Lawmaker Says Email Seizure Needs Warrants

     (CN) – Law-enforcement agencies need warrants to seize the mail of U.S. citizens, and the same rule will apply to email under a new bill proposed to the California Legislature.
     Senate Bill 467, proposed by Sen. Mark Leno, D-San Francisco, requires state law-enforcement agencies to obtain a warrant before asking service providers to give them private citizens’ emails.
     “No law enforcement agency could obtain someone’s mail or letters that were delivered to their home without first securing a search warrant, but that same protection is surprisingly not extended to our digital life,” Leno said in a statement. “Both state and federal privacy laws have failed to keep up with the modern electronic age, and government agencies are frequently able to access sensitive and personal information, including email, without adequate oversight. SB 467 repairs the existing holes in California’s digital protection laws, ensuring that electronic communications can only be accessed by law enforcement with a warrant.”
     The bill serves to protect citizens from loopholes that exist in current law, according to a statement from its sponsor, the Electronic Frontier Foundation.
     It notes that law enforcement has long claimed that investigators do not need a warrant so seize email that has been opened or stored on a server for 180 days, but that the U.S. Department of Justice’s Office of Legal Policy supports the requirement of a warrant in those cases.
     Calling the legislation a “step in the right direction,” the EFF also emphasized the need to do much more for digital privacy.
     “California, the home of many technology companies, should be a leader in protecting the privacy of people’s electronic communications,” EFF staff attorney Hanni Fakhoury said in a statement. “Many of the state’s technology companies have already indicated that they require a search warrant before disclosing the contents of communications.

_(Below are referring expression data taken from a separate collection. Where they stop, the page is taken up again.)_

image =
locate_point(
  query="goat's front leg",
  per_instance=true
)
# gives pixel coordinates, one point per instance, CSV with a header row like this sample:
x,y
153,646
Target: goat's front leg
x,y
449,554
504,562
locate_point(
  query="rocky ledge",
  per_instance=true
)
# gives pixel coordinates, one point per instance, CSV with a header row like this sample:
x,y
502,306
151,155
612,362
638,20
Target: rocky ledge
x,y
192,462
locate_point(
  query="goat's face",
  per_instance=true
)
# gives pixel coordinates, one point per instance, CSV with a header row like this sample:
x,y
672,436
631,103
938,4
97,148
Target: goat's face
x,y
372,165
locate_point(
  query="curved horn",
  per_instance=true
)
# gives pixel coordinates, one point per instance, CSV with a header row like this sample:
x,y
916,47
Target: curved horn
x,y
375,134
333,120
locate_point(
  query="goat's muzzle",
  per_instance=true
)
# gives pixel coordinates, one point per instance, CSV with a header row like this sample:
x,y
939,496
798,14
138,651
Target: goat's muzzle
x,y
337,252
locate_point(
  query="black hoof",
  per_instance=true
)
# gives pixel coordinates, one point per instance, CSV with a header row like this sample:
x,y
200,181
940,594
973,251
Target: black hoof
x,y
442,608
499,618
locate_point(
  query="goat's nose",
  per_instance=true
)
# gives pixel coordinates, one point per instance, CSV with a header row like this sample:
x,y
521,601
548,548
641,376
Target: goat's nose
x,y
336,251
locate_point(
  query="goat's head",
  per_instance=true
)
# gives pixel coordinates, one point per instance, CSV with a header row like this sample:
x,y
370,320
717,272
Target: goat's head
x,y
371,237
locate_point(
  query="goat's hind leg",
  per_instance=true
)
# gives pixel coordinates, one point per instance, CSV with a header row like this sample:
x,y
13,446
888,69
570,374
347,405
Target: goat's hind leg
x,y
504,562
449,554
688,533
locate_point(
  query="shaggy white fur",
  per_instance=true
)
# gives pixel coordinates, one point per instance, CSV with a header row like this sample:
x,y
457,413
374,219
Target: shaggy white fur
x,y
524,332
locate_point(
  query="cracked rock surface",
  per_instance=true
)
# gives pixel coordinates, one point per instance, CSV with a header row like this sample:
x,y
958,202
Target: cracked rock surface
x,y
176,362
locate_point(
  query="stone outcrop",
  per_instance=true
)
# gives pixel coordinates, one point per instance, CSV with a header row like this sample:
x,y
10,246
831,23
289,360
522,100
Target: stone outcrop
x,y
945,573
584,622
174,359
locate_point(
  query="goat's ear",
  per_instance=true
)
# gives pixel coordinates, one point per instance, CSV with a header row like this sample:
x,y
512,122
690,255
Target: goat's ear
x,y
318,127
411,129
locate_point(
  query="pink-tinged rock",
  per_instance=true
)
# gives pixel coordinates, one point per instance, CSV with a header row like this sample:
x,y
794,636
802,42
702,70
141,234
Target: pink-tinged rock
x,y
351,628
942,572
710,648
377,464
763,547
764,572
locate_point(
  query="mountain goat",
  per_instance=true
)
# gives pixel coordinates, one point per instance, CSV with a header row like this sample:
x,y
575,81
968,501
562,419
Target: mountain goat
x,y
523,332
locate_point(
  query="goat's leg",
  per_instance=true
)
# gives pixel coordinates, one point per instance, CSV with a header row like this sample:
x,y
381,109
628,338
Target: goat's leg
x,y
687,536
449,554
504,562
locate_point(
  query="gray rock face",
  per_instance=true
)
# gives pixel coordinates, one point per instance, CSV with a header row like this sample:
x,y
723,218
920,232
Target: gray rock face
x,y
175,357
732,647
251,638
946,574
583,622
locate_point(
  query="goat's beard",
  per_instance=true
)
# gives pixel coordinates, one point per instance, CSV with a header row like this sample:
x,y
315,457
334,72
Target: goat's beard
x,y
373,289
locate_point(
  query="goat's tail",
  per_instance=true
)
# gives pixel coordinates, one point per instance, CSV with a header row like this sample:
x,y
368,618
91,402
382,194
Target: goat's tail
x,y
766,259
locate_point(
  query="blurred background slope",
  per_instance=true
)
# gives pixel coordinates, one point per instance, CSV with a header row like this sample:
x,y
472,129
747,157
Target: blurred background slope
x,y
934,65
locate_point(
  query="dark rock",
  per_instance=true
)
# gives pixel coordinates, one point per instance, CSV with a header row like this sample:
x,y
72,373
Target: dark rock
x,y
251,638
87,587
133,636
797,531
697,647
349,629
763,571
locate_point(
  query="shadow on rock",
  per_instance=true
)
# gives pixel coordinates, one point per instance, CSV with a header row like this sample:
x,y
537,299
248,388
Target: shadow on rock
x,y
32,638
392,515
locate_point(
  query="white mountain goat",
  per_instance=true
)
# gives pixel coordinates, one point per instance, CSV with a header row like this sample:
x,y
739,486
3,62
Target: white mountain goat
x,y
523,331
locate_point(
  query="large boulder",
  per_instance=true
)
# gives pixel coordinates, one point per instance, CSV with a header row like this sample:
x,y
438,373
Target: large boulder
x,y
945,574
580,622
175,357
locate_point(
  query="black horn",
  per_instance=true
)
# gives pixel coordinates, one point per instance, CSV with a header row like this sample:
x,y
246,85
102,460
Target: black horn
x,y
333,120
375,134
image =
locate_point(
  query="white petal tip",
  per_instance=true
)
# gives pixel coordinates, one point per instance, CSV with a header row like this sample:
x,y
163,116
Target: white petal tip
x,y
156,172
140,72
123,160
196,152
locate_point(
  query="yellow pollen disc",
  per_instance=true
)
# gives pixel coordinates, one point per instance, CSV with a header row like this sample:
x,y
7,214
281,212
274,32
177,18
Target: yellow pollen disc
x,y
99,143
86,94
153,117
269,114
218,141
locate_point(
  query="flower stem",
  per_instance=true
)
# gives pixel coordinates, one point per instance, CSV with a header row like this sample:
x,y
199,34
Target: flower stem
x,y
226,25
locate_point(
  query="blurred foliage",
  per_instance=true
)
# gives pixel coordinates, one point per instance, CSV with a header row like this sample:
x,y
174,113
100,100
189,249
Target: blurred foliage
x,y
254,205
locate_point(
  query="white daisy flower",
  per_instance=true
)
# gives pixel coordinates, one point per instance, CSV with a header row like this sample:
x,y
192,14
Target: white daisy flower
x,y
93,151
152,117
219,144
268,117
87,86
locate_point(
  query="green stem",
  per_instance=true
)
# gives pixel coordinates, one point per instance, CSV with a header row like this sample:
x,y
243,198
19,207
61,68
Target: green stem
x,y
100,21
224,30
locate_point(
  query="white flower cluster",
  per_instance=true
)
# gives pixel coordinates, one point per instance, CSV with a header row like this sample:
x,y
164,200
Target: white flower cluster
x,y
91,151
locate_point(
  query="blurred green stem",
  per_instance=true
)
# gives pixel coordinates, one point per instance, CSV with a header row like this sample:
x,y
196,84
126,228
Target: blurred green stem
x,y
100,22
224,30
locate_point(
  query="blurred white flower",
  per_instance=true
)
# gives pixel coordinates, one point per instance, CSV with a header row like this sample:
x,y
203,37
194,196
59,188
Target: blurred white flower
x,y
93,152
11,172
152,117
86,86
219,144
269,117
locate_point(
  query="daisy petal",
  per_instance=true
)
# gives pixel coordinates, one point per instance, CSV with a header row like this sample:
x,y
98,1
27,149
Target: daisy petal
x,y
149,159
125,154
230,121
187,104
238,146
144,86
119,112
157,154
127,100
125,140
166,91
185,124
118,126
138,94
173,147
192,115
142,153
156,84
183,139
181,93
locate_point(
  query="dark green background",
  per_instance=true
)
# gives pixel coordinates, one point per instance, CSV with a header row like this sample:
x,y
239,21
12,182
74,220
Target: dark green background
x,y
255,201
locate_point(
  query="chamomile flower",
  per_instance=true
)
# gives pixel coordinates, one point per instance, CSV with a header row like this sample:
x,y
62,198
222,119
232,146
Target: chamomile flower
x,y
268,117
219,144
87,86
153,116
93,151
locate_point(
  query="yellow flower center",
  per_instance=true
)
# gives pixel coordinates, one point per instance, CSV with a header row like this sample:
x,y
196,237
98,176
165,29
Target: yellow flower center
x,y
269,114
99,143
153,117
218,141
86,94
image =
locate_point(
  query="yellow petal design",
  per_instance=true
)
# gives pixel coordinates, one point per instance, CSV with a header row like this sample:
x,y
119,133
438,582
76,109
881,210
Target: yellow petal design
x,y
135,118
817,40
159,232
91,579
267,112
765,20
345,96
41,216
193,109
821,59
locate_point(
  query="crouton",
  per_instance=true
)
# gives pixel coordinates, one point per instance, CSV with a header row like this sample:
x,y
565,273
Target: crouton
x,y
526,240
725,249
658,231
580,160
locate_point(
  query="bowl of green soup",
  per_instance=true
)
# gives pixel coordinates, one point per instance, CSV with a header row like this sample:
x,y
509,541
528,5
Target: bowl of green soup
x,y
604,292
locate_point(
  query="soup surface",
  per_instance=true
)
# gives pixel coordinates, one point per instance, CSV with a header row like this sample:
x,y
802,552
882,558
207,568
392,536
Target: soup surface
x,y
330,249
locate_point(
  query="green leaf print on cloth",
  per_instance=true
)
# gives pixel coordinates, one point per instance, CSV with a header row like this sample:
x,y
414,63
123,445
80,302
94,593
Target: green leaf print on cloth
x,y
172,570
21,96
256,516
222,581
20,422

With SB 467, the warrant requirement becomes the status quo for all electronic communication providers and all law enforcement agencies across the state. We’re happy to work with Senator Leno in ensuring our privacy protections keep up with the rapid changes in technology.”
     The bill also counts the California American Civil Liberties Union among its supporters.
     “Californians shouldn’t have to choose between using modern technology and protecting their privacy,” said Nicole Ozer, technology & civil liberties policy director for ACLU California, in a statement. “SB 467 would ensure that content stored in the cloud receives the same level of protection as content stored on a laptop or in a desk drawer.”